MYANMAR, 1 Februari (Dotnews) – Militer yang berkuasa di Myanmar telah memperpanjang keadaan darurat selama enam bulan lagi, media pemerintah melaporkan pada hari Jumat, sehari menjelang peringatan empat tahun kudeta yang menjerumuskan negara itu ke dalam kekacauan setelah satu dekade demokrasi yang tentatif.

Myanmar telah terkunci dalam perang saudara yang dipicu oleh penggulingan militer terhadap pemerintahan sipil terpilih pemenang Hadiah Nobel Perdamaian Aung San Suu Kyi.

Junta berencana untuk menyelenggarakan pemilihan umum tahun ini, yang oleh para kritikus dicemooh sebagai tipu muslihat untuk mempertahankan kekuasaan para jenderal melalui perwakilan.

“Masih banyak pekerjaan rumah yang harus diselesaikan untuk menyelenggarakan pemilu dengan sukses.

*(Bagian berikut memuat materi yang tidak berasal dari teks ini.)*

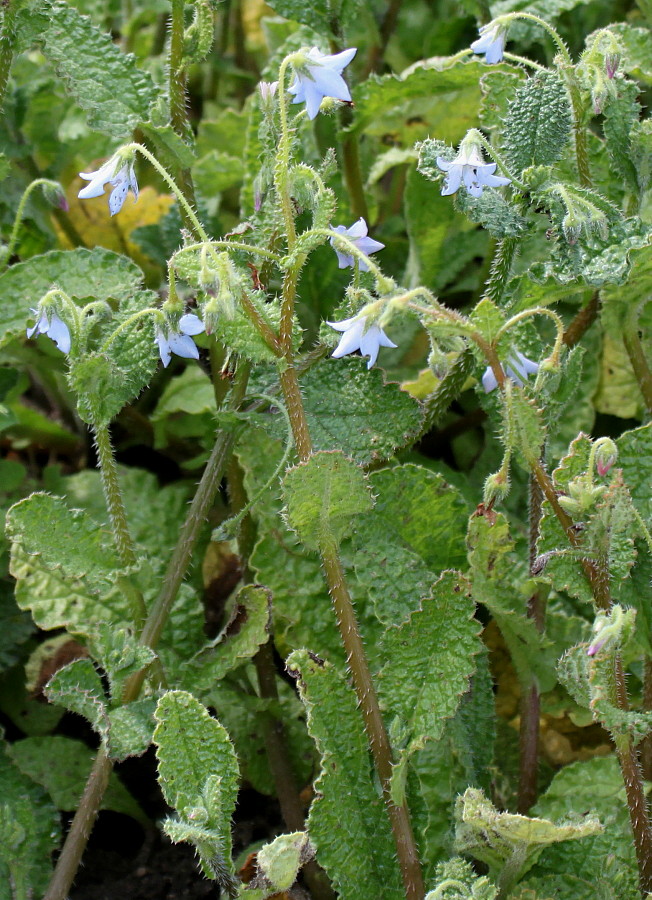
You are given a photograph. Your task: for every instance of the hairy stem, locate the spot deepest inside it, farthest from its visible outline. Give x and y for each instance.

Khususnya untuk pemilu yang bebas dan adil, stabilitas dan perdamaian masih dibutuhkan,” kata MRTV yang dikelola pemerintah di saluran Telegramnya saat mengumumkan perpanjangan status darurat.

Tanggal pemilu belum ditetapkan, tetapi junta terus maju dengan rencananya, meskipun berjuang keras untuk menjalankan negara sambil mencoba menangkis pemberontakan bersenjata yang berakar pada pemberontakan yang dipimpin pemuda, yang ditumpas oleh militer dengan kekuatan mematikan.

Pertempuran telah menyebabkan sekitar tiga juta orang mengungsi, dengan ketidakamanan pangan yang meluas dan sepertiga dari populasi membutuhkan bantuan kemanusiaan, menurut Perserikatan Bangsa-Bangsa, yang utusan khususnya telah mendesak semua pihak untuk mencari dialog dan melangkah maju melewati “mentalitas zero-sum” mereka.

Meskipun terjadi pertempuran, ekonomi yang hancur, dan puluhan partai politik dilarang atau menolak untuk ikut serta, junta militer bertekad untuk menyelenggarakan pemilu. Para penentang pemerintahan militer berencana untuk mengganggu pemungutan suara dan telah mendesak negara-negara lain untuk tidak mengakui hasilnya, dengan mengatakan bahwa pemilu akan diadakan bertentangan dengan keinginan rakyat.